Sunday, August 10, 2014

Switchbacks Are For Suckers

Hiking the Adirondack Seward Range & Seymour Mountain

I have hiked all over the place, from New Zealand to Montana.  I believe that nowhere - nowhere - brings the misery like the Adirondacks.  Thick clouds of blackflies, bad weather, knee-deep mud, horrifically steep and eroded trails...

Yeah, "trails."

Dave and I had a good dose of horrifically steep and eroded trails when we hiked the Seward Range and Seymour Mountain.  By far, these peaks were the hardest trails of the summer, way harder than anything we hiked in California, Oregon, Washington, Montana, or Wyoming.

Switchbacks?  What are those?  :-)

Our route:

  • Day 1 we hiked in via Ward Brook, made camp at Ward Brook Lean To (just past 2), hiked Seward (3) - Donaldson (4) - Emmons (5) - Donaldson (4) - Seward (3).
  • Day 2 we hiked Seymour (6), broke camp (just past 2), and hiked back out.

The walk in via Ward Brook is totally cruiser.  We chose to tent near the Ward Brook Lean-To, because that site is between the herd path turn-offs for Seward and Seymour.  Other folks stay at Blueberry or #4.  I'd pick Blueberry over #4, so you have a shorter distance back to camp after Seward.

The turn-off for Seward is really easy to find - it's just after this bridge!

The north approach to Seward has the reputation for being awful.  It's muddy, steep, and rough, but it's not insane.  Take the back side of Algonquin, add the cliffs of Cliff, and season with the mud of Iroquois.  So:  muddy, steep, and rough.

The hard part of the day is leaving Emmons.  Why?  The trail is easiest at this point!  But knowing that you are about to reverse all of the hard work you did, going back over the two mountains you just hiked....

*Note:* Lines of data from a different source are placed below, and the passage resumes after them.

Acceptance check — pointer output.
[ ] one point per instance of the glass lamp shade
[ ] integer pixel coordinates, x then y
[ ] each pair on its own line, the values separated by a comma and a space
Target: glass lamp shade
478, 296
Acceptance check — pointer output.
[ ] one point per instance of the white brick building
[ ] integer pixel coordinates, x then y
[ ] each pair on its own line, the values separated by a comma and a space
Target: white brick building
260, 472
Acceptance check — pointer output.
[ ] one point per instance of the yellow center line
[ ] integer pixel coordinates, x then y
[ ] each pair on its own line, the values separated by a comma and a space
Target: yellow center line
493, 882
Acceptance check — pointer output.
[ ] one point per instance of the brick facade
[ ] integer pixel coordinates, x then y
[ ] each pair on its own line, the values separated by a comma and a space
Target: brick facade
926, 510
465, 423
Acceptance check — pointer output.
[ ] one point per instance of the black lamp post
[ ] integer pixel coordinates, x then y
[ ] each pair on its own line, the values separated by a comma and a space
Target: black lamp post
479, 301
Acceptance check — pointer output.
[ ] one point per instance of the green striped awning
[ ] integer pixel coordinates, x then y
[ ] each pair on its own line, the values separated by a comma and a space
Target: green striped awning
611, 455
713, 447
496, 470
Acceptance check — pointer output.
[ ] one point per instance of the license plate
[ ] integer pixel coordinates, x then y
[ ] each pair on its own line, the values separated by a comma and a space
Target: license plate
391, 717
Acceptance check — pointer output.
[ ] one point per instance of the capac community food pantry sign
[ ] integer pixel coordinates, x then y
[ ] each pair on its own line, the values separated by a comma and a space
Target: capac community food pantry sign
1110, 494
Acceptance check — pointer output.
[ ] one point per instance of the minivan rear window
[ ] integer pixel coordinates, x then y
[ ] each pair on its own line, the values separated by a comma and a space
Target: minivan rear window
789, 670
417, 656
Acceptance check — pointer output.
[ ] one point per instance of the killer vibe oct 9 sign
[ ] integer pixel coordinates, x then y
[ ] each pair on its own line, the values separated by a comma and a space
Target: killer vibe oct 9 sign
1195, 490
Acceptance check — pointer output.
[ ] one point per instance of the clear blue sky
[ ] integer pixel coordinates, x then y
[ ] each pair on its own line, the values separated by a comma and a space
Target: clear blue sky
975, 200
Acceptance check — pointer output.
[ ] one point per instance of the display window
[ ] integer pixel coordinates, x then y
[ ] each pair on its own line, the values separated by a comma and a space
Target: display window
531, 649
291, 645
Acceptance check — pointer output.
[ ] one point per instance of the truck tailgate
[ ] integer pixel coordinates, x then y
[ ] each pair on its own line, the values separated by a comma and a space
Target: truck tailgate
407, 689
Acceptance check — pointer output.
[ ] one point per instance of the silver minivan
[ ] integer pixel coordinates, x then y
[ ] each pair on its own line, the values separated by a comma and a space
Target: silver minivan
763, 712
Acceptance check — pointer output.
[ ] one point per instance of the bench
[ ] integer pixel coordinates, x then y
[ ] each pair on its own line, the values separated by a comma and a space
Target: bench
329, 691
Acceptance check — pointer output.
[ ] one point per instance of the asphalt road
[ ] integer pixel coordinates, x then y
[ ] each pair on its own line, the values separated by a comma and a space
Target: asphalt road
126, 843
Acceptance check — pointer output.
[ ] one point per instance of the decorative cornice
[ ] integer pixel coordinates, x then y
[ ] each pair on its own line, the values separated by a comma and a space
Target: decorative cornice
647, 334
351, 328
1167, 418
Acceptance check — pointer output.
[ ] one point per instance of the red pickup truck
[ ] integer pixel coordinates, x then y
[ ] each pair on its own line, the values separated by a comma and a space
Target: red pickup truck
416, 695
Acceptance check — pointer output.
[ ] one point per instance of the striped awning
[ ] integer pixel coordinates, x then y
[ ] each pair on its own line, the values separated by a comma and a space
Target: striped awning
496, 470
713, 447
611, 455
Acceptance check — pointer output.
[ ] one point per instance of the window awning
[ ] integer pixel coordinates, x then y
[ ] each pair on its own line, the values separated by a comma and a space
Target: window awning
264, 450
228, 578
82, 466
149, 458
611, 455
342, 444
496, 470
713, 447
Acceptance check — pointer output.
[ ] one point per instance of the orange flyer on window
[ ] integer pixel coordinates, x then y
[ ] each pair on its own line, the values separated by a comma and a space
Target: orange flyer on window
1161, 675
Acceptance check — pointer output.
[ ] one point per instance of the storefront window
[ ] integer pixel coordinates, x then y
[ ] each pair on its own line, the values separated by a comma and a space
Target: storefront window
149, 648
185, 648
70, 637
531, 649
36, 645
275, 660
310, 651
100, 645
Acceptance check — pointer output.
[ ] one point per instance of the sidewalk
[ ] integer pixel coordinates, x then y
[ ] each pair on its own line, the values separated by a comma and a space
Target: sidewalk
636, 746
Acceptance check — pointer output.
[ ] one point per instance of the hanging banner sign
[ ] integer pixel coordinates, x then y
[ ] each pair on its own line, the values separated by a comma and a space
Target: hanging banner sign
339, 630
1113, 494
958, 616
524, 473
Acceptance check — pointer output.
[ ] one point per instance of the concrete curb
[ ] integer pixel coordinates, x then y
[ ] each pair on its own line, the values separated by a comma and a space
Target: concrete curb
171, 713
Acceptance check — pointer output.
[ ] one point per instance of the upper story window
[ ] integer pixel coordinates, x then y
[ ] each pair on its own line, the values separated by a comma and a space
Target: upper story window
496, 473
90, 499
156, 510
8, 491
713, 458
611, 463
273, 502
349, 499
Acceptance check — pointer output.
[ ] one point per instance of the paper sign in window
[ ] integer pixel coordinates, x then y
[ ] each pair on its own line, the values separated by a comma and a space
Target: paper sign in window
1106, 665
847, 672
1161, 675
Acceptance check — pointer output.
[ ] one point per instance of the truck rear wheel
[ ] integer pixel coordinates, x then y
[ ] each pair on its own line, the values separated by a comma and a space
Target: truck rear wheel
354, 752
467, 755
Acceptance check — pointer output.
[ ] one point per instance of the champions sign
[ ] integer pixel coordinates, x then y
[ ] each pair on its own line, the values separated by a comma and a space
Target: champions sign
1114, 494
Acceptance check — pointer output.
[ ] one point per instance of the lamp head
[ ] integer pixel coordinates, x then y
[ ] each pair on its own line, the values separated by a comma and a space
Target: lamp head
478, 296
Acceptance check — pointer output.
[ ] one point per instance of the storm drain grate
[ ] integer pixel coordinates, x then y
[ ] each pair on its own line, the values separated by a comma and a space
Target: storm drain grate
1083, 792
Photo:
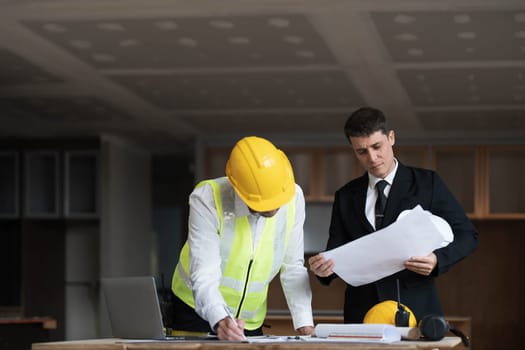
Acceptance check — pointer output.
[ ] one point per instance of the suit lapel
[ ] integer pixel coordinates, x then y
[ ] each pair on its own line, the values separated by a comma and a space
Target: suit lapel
400, 187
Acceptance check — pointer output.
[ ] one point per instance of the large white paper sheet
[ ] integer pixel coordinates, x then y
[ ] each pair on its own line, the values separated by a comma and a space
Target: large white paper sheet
415, 233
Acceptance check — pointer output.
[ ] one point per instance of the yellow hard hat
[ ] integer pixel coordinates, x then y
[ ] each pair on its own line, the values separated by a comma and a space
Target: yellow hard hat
261, 174
385, 313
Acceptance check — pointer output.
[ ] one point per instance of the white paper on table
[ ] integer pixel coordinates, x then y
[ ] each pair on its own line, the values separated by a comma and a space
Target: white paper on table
416, 232
358, 332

Some folks exit down Calkins Brook, but I think that would take just as long.  And the trail really isn't that bad.  Be careful on the way down, though - we missed a cairn and needed to backtrack to avoid a bushwhack.

In camp, we found a frog in a tree.  He was cute.

The trail up Seymour is also steep, eroded, and muddy, but not as bad as the north side of Seward.  The trail is easy to find from Ward Brook.  The worst part was the rawness of my shoulder blades under my pack.

After Seymour, it's an easy pack out, again via Ward Brook.  The perfect overnight!

The trip is somewhere around 23ish miles, with somewhere around 5,000 feet of elevation gain.  Of those 23 miles, around 13ish are the aforementioned muddy, steep, eroded, unmaintained summit herd path.  Dave and I averaged about 1 mile per hour on these sections.  

Like I said...  easily the hardest trail I've done all summer...  and right in my backyard!  Take that, Western states with your big mountains!

P.S.  High Peaks count:  37 down, 9 to go!